The Art of the Misfit: When the Rhythm Breaks

Now, it is a very important lesson in science that no idea, no matter how clever, is a solution to all problems. We must also ask: what are systolic arrays not good for? The answer teaches us something deep about the nature of algorithms.

Consider the Fast Fourier Transform (FFT), one of the most important algorithms ever discovered. It's used everywhere, from signal processing to image compression. It's incredibly fast, but it has a peculiar communication pattern. To compute the FFT, you need to combine data points that are far apart in the input array. The algorithm has a "global" nature.

What happens if you try to map this onto a 1D systolic array, where processors can only talk to their immediate neighbors? It's a disaster. To get a data point from one end of the array to the other, it has to be passed step-by-step through every processor in between. The communication cost, the time spent just moving data around, becomes astronomically high, completely overwhelming the time spent on actual computation. The asymptotic cost of communication on the 1D array grows as $\Theta(n^2)$ , while the computation is only $\Theta(n \log n)$ . This is a terrible mismatch. It's like trying to have a conversation across a crowded stadium by passing a note down the line. The systolic rhythm is broken. This teaches us a crucial lesson: the efficiency of a parallel architecture depends on how well its communication topology matches the communication graph of the algorithm.

Systolic Thinking: A Universal Paradigm

So we see that the systolic array is a specific piece of hardware, a domain-specific architecture that is brilliant for some problems and ill-suited for others. But does the story end there? Not at all.
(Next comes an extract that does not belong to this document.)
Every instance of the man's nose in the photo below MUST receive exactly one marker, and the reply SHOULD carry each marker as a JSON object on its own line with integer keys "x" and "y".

Perhaps the most profound connection is this: we can separate the idea of a physical systolic array from the more general principle of systolic thinking. What if you don't have a special accelerator chip? What if you just have a regular multicore processor, with a grid of general-purpose cores connected by a network? You can still apply systolic thinking!
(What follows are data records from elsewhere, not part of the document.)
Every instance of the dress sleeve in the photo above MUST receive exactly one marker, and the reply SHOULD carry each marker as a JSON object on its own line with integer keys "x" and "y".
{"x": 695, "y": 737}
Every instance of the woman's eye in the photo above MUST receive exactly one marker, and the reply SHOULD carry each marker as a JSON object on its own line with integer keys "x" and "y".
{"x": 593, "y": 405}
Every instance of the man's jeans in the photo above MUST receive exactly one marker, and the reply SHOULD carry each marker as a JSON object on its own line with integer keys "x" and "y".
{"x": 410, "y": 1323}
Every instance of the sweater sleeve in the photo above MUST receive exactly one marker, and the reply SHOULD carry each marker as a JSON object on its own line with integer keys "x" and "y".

You can partition your problem, say a large convolution, into tiles and assign each tile to a core. Each core computes its own patch and then communicates the boundary data—the "halo"—to its neighbors, much like the PEs in a hardware array. This dataflow mimics a systolic computation. Of course, it won't be as efficient. The communication is handled by software messages over a general-purpose network, which has much higher latency and lower bandwidth than the dedicated wires in a custom chip. The overhead of this communication is significant. But the principle is the same: organize the computation to maximize local data reuse and create a regular, rhythmic flow of information.
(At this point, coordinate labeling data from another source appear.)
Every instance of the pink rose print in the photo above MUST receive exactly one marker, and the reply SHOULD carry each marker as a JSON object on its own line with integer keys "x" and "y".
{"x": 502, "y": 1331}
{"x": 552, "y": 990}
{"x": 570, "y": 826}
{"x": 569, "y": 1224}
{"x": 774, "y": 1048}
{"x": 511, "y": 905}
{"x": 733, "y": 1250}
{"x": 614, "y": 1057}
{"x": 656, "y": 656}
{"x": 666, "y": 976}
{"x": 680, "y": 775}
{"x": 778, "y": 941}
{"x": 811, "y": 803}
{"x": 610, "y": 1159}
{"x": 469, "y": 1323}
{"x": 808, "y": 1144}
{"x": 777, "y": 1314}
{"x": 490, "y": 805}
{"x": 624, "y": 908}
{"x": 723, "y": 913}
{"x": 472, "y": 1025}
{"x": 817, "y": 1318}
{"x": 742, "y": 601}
And this, in the end, reveals the true power and beauty of the systolic concept. It is more than just a clever arrangement of silicon. It is a fundamental paradigm for parallel computation. It teaches us to think about not just the operations themselves, but about the flow of data through the machine. It reminds us that in the world of high-performance computing, the most expensive thing you can do is not to multiply two numbers, but to move a number from one place to another. By minimizing that movement, by keeping data constantly in motion and constantly at work, the systolic pulse brings a profound efficiency to an incredible range of problems, unifying the worlds of AI, signal processing, bioinformatics, and robotics under one simple, powerful rhythm.